Her parents had named her Hazel, precisely because the name suggested a hillbilly woman clawing at a banjo. They'd be more than happy to admit it if you asked them; it didn't matter to her in the least that there was a particular Hazel they'd had in mind, that they (her parents) had been in effect paying homage --none of that mattered; it was a loathsome name. As much as she hated the name, however, Hazel didn't have it in her to truly hold it against her parents. They'd been made soft-headed by their own youth, and Hazel was determined to avoid such a fate at all cost. It was one thing, she supposed, to actually be a hillbilly, but it was certainly quite another to sit in an apartment on the upper west side of New York, idealizing hillbillies and listening to and singing along all day with yodeling and fiddles and banjos and all manner of noise alternately plaintive and clodhopping with breakneck zeal. Both of her parents sang, neither of them well, and their exuberant attempts at 'harmonizing' only served to call greater attention to their serious weaknesses as singers. They insisted on calling their living room 'the parlor' --even 'front room' Hazel could have lived with--and would host frequent highly politicized musical gatherings, complete with the sort of terrible mishaps that inevitably occur when well-meaning white people attempt to make folk music out of such urban issues as police brutality. There were days when Hazel was half-tempted to become a cop or a stock broker just to spite her parents.

 

The Physical Pioneer

Somebody, see, once upon a time had to figure out what the hell a nose was all about, how it worked, its function, production, etc. For years nobody knew a damn thing about noses. They, and the strange things they did, transmitted, and produced, were one of the great mysteries, and these, of course, were the days of boundless great mysteries. We were all still puzzled, fascinated, and, frankly, often enough surprised by elimination, and many among us hadn't yet learned to walk gracefully upright or pick things up with our fingers.
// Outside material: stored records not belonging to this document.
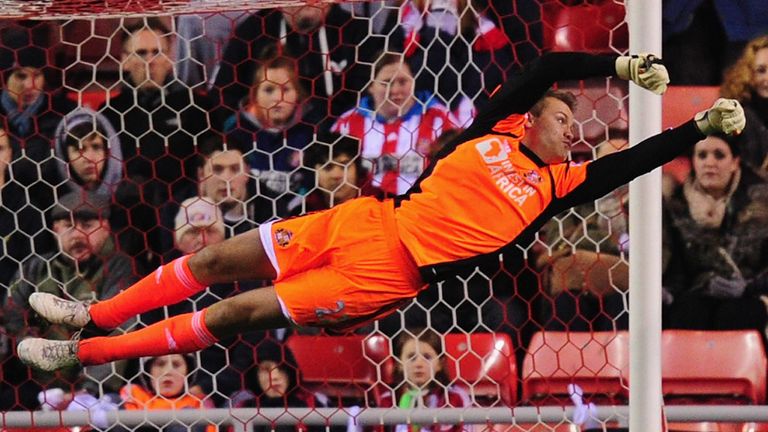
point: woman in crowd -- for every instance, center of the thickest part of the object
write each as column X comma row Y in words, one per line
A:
column 275, row 123
column 747, row 82
column 716, row 243
column 462, row 35
column 396, row 125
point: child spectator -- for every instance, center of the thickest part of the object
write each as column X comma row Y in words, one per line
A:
column 396, row 125
column 163, row 385
column 275, row 382
column 421, row 380
column 90, row 158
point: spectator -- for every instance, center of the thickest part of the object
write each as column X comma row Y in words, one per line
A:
column 747, row 82
column 90, row 159
column 198, row 223
column 275, row 122
column 158, row 119
column 86, row 268
column 395, row 124
column 586, row 276
column 716, row 243
column 31, row 113
column 454, row 33
column 328, row 39
column 703, row 38
column 339, row 175
column 16, row 246
column 421, row 380
column 163, row 385
column 274, row 381
column 202, row 39
column 222, row 178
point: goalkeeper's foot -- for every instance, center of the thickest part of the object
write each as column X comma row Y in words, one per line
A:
column 59, row 311
column 48, row 355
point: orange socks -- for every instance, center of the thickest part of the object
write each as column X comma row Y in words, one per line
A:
column 167, row 285
column 180, row 334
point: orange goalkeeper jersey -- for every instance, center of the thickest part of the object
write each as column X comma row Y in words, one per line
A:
column 486, row 192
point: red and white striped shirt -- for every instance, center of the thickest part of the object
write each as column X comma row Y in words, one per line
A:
column 396, row 149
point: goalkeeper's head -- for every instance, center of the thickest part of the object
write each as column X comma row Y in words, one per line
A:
column 549, row 126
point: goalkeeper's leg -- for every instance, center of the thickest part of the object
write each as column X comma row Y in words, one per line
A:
column 239, row 258
column 258, row 309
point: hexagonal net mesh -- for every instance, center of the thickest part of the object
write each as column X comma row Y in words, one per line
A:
column 201, row 120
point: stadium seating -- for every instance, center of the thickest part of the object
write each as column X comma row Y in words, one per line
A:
column 344, row 367
column 484, row 363
column 596, row 361
column 728, row 367
column 597, row 28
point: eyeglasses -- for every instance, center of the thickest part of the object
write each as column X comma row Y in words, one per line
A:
column 146, row 53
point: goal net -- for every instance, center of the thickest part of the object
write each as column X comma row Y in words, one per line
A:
column 199, row 120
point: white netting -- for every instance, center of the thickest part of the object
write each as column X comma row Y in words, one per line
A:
column 188, row 138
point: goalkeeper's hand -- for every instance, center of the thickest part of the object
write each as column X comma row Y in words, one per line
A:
column 645, row 70
column 726, row 116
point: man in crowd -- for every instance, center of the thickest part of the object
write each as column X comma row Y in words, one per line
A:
column 87, row 268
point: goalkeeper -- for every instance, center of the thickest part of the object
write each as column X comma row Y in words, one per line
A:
column 489, row 189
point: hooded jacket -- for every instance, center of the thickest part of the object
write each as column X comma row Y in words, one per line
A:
column 113, row 168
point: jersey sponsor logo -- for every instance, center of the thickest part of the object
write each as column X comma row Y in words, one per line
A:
column 283, row 237
column 493, row 150
column 495, row 153
column 533, row 177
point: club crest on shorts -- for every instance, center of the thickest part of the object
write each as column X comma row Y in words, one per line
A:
column 283, row 237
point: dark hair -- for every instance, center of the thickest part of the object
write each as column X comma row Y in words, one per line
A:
column 269, row 349
column 733, row 144
column 427, row 336
column 275, row 56
column 566, row 97
column 329, row 147
column 152, row 23
column 145, row 379
column 82, row 131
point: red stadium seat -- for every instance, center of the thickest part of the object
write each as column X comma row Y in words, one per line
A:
column 714, row 366
column 597, row 28
column 342, row 366
column 596, row 361
column 483, row 363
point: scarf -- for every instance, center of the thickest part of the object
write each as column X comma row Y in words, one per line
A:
column 706, row 210
column 19, row 119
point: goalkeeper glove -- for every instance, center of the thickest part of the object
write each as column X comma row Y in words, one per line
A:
column 645, row 70
column 726, row 116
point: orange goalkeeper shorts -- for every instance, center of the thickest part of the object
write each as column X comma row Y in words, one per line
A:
column 341, row 268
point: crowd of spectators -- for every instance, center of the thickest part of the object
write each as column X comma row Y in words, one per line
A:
column 236, row 119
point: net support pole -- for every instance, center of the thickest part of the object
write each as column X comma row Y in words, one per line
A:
column 645, row 401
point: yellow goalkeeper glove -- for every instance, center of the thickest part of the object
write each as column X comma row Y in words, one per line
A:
column 726, row 116
column 645, row 70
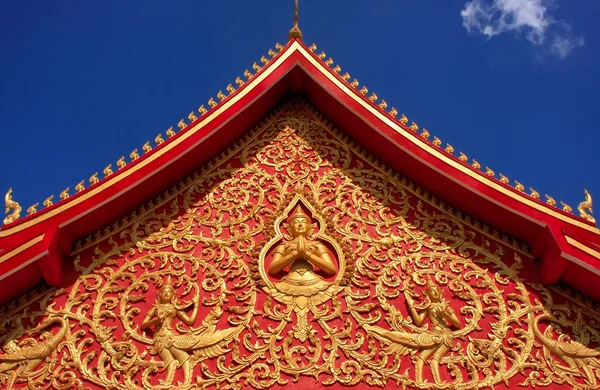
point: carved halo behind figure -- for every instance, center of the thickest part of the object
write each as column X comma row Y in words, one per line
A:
column 323, row 286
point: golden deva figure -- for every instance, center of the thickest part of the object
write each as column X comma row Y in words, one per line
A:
column 302, row 255
column 173, row 347
column 432, row 343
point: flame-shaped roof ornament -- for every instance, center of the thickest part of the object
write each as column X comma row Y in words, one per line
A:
column 295, row 32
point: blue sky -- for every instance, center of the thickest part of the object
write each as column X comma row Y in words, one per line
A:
column 512, row 83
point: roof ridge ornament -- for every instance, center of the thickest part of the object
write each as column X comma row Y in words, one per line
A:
column 295, row 32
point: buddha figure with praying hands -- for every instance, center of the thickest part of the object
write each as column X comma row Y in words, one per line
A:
column 301, row 256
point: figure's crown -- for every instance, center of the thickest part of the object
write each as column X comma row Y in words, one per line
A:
column 169, row 282
column 299, row 213
column 430, row 284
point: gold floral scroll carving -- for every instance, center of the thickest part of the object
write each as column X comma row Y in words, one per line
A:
column 295, row 258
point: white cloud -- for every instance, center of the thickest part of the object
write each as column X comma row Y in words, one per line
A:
column 529, row 17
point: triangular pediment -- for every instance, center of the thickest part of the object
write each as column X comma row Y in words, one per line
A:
column 36, row 247
column 182, row 293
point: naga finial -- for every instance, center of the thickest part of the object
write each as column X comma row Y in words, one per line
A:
column 585, row 208
column 10, row 204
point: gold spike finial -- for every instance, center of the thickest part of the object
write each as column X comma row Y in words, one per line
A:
column 519, row 186
column 10, row 204
column 108, row 170
column 65, row 194
column 566, row 207
column 32, row 209
column 146, row 147
column 295, row 32
column 48, row 202
column 585, row 208
column 121, row 162
column 534, row 194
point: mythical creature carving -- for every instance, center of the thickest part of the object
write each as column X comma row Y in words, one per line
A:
column 20, row 363
column 10, row 204
column 578, row 357
column 173, row 348
column 434, row 343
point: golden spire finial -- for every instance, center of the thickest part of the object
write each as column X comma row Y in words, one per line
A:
column 295, row 32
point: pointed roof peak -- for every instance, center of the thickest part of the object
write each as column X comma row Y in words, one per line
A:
column 295, row 32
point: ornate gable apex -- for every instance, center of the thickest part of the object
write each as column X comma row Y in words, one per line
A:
column 568, row 247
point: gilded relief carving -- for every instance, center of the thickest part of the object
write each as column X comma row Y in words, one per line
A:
column 296, row 255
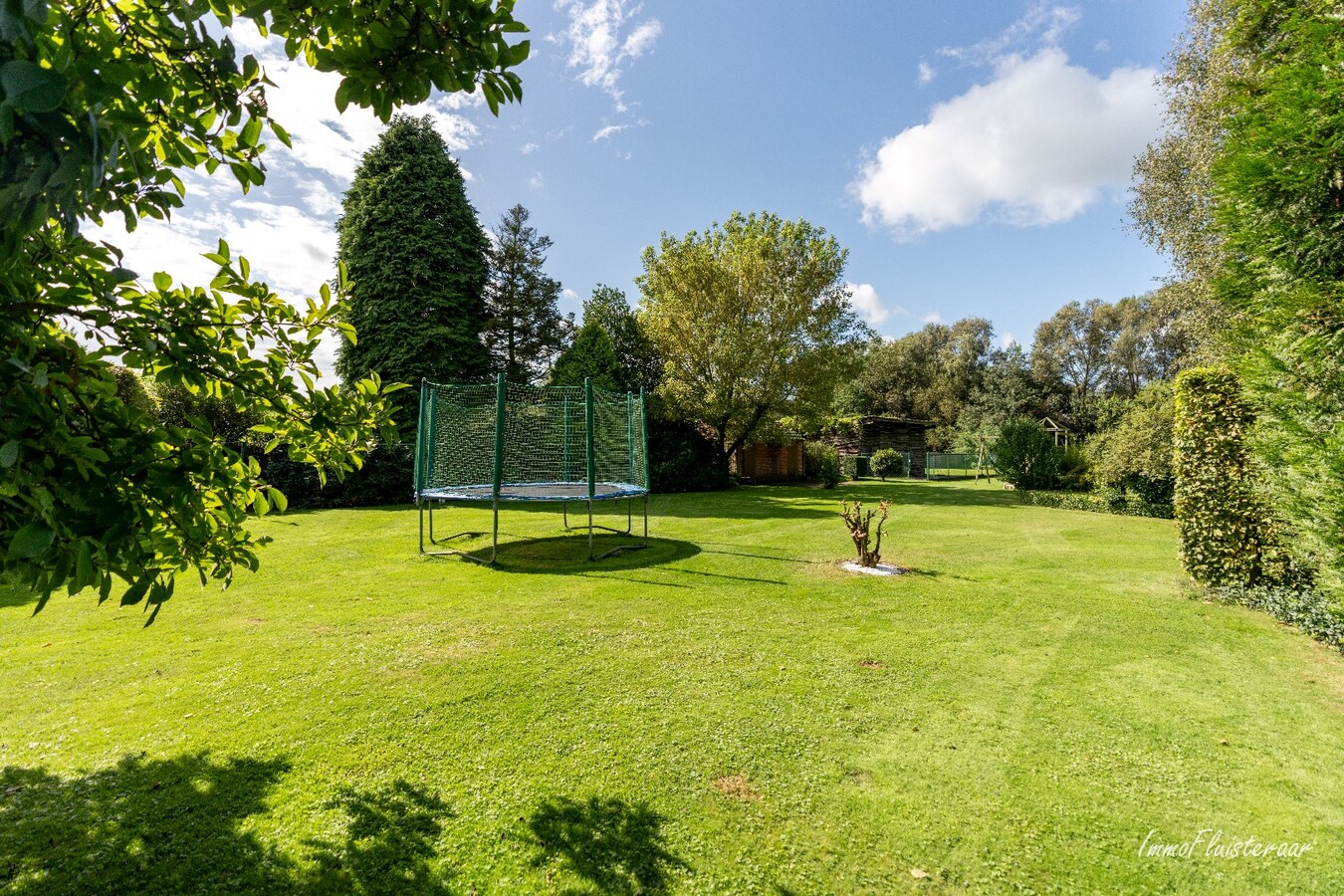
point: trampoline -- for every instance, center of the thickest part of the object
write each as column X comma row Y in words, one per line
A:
column 508, row 442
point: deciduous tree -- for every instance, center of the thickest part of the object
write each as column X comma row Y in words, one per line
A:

I was ahead of my time in many ways, I may as well go ahead and admit it. I was something of a pioneer. I was the first of our people to clap my hands, the first to run; I feel confident in saying that I invented jumping jacks. I used to give poorly-attended seminars in manual dexterity and cause-and-effect, not to mention the earliest versions of your callisthenics. I'm also willing to admit that I was never a tool maker or an artist. No, I was strictly a physical pioneer. I was, in fact, the guy who organized the first crude Olympics, which consisted of little but jumping, rock throwing, and gargling. Forgive me if this sounds like bragging, but I won three gold medals.